The API-fication of Work
The early winners in AI (aside from ChatGPT, the only consumer winner so far) all have one thing in common. They automate job functions that were previously done by people. This is true of Sierra, Cursor, Claude Code, Writer, Harvey, and others…
Understandably, this has created a lot of fear, uncertainty, and doubt. Some believe AI is coming for the jobs so fast that we won’t be able to adjust as a society. Others point to technology limitations and claim that these worries are overhyped.
The API-fication of Work
My point of view is that we’re going through what we should call the API-fication of Work.
AI doesn't replace entire jobs. It replaces specific functions within jobs. A software engineer's job includes writing code, reviewing PRs, mentoring junior talent, and architecting systems. AI can already do the first two. The last two are resistant (more on that below).
Software is composable - built from discrete functions with defined inputs, outputs, and tests for success. AI consumes functions within human jobs the same way: it needs atomic tasks with verifiable results. In the case of replacing human job functions, verifiable results mean successes that humans can agree as successes. The more that a job function resembles an API (predictable request/response patterns with clear success metrics that humans can agree on), the faster AI will eat it.
Two Composability Requirements for AI and Why Some Jobs Are More Resistant
First, the job function must have atomic composability. It must decompose into discrete functions. Job functions like categorizeExpense(), generateContract(), answerSupportTicket() are each atomic and independent.
Second, success of the function must be verifiable. The code compiles or doesn't. The books balance or they don't. The customer issue closes or doesn't. Without agreement on what "correct" looks like, AI can't be trusted.
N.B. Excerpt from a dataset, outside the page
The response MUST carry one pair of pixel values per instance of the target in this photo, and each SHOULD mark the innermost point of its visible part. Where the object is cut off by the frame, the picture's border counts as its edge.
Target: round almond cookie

This is why I believe some jobs will resist AI, at least in “whole job” sense. Therapists can't decompose "build trust" into pure functions. A CEO can't API-fy "read the room". A creative director has no unit test for their taste. These jobs will resist AI for longer because they're stateful, context-heavy, and success is subjectively judged by humans who can't articulate the evaluation criteria.
The Assembly Line for Knowledge Work
Just like we spent the last century turning craftsmanship into assembly lines so humans could be more productive and so consumers could have cheaper goods, I think we may be entering a sort of assembly line era for knowledge work. The result will likely be more productive knowledge workers and cheaper services.
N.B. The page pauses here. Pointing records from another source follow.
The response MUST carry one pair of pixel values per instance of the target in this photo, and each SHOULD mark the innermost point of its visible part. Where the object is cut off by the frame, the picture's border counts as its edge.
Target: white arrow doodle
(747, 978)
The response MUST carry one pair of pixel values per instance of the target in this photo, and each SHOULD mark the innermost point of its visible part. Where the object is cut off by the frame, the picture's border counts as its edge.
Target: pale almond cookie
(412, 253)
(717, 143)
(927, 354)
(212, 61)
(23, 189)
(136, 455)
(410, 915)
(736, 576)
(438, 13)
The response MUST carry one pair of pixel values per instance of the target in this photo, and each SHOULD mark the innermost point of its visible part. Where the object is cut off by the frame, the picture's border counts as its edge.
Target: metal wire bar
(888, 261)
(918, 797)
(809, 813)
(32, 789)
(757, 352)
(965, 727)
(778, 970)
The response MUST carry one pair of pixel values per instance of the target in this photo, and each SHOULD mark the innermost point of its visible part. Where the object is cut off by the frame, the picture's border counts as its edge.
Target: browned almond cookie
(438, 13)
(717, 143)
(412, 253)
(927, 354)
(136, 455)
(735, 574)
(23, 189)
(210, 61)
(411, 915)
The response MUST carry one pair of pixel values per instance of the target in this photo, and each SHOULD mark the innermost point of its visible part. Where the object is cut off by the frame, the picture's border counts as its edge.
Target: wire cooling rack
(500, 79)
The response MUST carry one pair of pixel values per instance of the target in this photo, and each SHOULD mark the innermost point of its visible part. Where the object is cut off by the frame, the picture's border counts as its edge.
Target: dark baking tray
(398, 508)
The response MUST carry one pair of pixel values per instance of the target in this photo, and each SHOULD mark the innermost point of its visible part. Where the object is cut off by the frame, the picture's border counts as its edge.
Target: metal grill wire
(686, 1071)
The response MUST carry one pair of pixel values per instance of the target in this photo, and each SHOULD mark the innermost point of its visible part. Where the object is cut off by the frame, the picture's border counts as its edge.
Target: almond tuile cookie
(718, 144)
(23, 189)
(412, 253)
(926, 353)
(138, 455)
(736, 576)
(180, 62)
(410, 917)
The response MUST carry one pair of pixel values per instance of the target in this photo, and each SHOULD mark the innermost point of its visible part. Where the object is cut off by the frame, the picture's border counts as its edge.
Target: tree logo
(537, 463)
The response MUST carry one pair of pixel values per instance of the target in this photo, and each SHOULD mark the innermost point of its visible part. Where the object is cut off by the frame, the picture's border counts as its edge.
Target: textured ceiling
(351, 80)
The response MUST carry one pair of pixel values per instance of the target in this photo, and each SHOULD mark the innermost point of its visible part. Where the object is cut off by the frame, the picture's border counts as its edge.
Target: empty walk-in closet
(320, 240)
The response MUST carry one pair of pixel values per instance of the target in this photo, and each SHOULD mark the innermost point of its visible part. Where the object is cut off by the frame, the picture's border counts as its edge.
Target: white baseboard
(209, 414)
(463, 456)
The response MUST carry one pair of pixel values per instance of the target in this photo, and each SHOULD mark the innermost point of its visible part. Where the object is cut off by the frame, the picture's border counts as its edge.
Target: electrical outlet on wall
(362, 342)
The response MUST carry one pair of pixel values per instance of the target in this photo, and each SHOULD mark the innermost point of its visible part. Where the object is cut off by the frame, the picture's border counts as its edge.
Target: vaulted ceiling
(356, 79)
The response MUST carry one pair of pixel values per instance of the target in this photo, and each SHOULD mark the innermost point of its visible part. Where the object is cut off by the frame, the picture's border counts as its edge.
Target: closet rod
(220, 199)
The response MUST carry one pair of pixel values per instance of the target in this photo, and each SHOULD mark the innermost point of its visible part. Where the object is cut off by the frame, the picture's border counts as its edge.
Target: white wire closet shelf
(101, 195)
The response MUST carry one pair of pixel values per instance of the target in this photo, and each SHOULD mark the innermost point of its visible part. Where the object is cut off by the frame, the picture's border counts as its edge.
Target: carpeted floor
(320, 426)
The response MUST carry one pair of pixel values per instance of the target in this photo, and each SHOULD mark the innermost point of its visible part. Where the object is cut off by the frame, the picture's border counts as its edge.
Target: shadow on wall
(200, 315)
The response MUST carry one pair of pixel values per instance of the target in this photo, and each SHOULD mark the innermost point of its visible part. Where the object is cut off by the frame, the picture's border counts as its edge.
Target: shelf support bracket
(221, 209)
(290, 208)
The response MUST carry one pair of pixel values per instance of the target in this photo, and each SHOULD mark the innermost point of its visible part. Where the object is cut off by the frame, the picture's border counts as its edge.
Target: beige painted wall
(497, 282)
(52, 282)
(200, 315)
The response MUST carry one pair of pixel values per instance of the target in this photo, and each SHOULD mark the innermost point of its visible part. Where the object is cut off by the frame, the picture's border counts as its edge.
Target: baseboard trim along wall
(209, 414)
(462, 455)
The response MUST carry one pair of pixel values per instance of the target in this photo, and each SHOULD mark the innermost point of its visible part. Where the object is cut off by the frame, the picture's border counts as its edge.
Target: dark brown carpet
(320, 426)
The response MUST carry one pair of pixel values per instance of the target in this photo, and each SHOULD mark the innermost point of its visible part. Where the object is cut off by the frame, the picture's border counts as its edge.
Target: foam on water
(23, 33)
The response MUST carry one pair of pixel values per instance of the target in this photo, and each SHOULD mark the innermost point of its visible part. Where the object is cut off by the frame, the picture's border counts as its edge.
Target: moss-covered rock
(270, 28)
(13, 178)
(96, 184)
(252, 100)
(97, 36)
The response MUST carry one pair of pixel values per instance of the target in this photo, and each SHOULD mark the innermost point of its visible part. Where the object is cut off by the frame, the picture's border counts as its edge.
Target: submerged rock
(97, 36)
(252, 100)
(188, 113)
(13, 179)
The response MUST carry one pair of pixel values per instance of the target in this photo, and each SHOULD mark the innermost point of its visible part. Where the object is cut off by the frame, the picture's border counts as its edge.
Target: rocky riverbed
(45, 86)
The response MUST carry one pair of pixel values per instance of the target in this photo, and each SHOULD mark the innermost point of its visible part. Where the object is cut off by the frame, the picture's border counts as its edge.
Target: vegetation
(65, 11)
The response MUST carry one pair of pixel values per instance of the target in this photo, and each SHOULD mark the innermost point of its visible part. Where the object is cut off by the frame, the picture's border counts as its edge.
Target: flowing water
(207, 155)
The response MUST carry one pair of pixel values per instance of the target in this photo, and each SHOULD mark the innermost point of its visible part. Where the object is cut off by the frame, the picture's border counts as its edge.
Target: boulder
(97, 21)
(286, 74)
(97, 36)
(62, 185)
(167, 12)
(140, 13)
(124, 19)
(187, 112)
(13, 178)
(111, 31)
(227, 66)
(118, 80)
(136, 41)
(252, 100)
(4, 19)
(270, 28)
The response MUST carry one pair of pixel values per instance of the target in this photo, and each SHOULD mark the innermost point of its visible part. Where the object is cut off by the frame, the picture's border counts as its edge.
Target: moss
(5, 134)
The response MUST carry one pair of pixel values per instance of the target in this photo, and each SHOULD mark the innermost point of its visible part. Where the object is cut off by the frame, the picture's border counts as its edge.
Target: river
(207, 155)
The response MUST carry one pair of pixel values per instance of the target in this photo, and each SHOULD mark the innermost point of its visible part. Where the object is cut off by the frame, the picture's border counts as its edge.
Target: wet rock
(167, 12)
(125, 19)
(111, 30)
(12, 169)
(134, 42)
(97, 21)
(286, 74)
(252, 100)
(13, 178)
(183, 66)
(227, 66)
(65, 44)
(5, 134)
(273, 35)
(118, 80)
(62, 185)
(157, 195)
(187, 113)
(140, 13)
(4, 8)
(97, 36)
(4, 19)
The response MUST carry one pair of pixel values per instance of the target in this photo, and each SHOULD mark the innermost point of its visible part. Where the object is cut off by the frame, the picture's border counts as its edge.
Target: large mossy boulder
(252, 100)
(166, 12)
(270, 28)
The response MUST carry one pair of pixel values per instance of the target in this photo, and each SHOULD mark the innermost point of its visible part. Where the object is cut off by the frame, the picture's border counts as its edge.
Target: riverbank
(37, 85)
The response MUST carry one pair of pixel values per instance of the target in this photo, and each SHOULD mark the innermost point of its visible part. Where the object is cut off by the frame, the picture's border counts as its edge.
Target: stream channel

There is so much value to be captured in the API-fication of job functions that businesses will be incentivized to execute on a “forced decomposition” of jobs. They won’t do this because it improves the jobs for humans, but because it makes the job functions more AI-readable and automatable.
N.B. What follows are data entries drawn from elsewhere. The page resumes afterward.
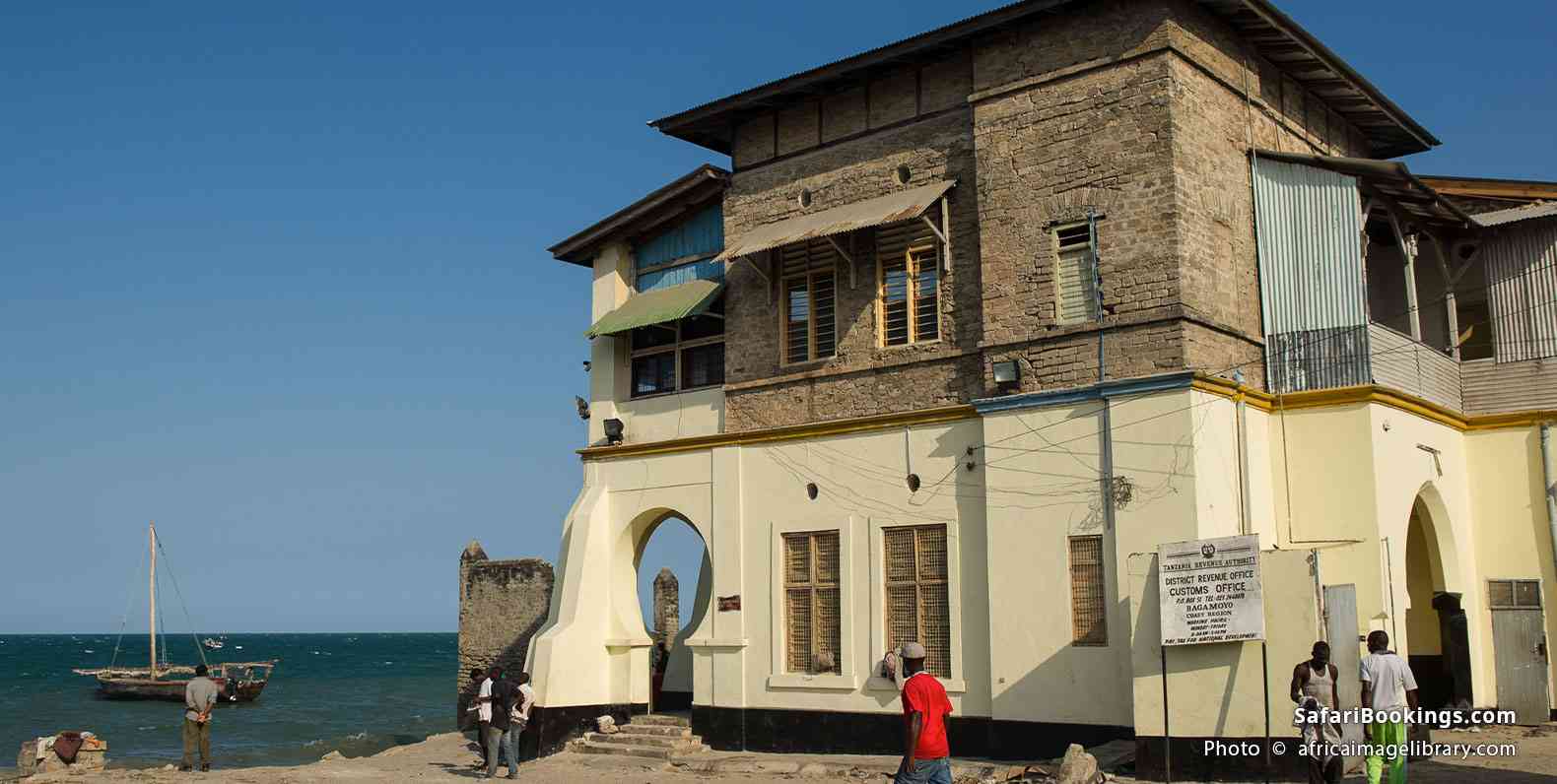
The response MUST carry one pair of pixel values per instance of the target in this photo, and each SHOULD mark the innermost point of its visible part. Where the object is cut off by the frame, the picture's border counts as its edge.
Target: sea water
(352, 692)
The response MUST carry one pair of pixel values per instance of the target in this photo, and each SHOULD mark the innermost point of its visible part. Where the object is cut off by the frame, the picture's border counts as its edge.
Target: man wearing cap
(925, 709)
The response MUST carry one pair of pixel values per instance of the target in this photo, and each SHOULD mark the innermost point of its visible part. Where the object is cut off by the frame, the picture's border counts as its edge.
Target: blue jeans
(926, 772)
(500, 743)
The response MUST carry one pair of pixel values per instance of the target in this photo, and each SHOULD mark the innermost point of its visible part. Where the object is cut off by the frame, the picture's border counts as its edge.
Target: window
(811, 607)
(910, 284)
(808, 319)
(1514, 595)
(1089, 604)
(690, 351)
(915, 593)
(1074, 276)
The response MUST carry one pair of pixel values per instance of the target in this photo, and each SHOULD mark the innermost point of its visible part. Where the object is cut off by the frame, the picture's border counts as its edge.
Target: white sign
(1210, 590)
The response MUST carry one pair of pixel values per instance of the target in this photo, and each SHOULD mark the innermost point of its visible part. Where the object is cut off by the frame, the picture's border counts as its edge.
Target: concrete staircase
(652, 736)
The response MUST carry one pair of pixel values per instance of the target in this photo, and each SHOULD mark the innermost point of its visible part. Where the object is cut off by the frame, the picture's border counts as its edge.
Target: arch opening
(1438, 630)
(673, 572)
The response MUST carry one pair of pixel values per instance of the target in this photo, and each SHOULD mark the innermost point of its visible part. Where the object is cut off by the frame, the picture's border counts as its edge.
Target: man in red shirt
(925, 709)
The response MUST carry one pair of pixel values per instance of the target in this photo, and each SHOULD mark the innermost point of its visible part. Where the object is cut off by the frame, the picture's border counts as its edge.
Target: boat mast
(153, 529)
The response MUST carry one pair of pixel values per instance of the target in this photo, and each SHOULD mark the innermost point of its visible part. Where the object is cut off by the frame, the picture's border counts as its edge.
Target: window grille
(1074, 276)
(915, 593)
(1089, 599)
(811, 603)
(908, 284)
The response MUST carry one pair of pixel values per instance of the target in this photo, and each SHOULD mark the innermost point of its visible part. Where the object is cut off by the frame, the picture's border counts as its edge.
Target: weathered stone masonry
(502, 606)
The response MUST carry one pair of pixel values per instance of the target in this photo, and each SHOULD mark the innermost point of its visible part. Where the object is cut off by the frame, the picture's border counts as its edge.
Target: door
(1519, 644)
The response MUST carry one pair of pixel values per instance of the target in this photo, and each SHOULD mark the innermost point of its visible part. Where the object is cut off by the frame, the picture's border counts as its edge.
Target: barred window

A “forced decomposition” example from my world (digital marketing) could look something like 'Manage Facebook ads' becoming something like 50 micro-functions: validateBrandCompliance(), predictCreativeFatigue(), selectNextTest(). Each function gets its own AI, its own success metrics. The media buyer who currently orchestrates campaigns could become a reviewer of exception reports, deciding on only the 5% of decisions the AIs can't handle with confidence.
Are we about to spend the next decades turning knowledge work into APIs so AI can eat it? What will we lose when every job function requires a unit test?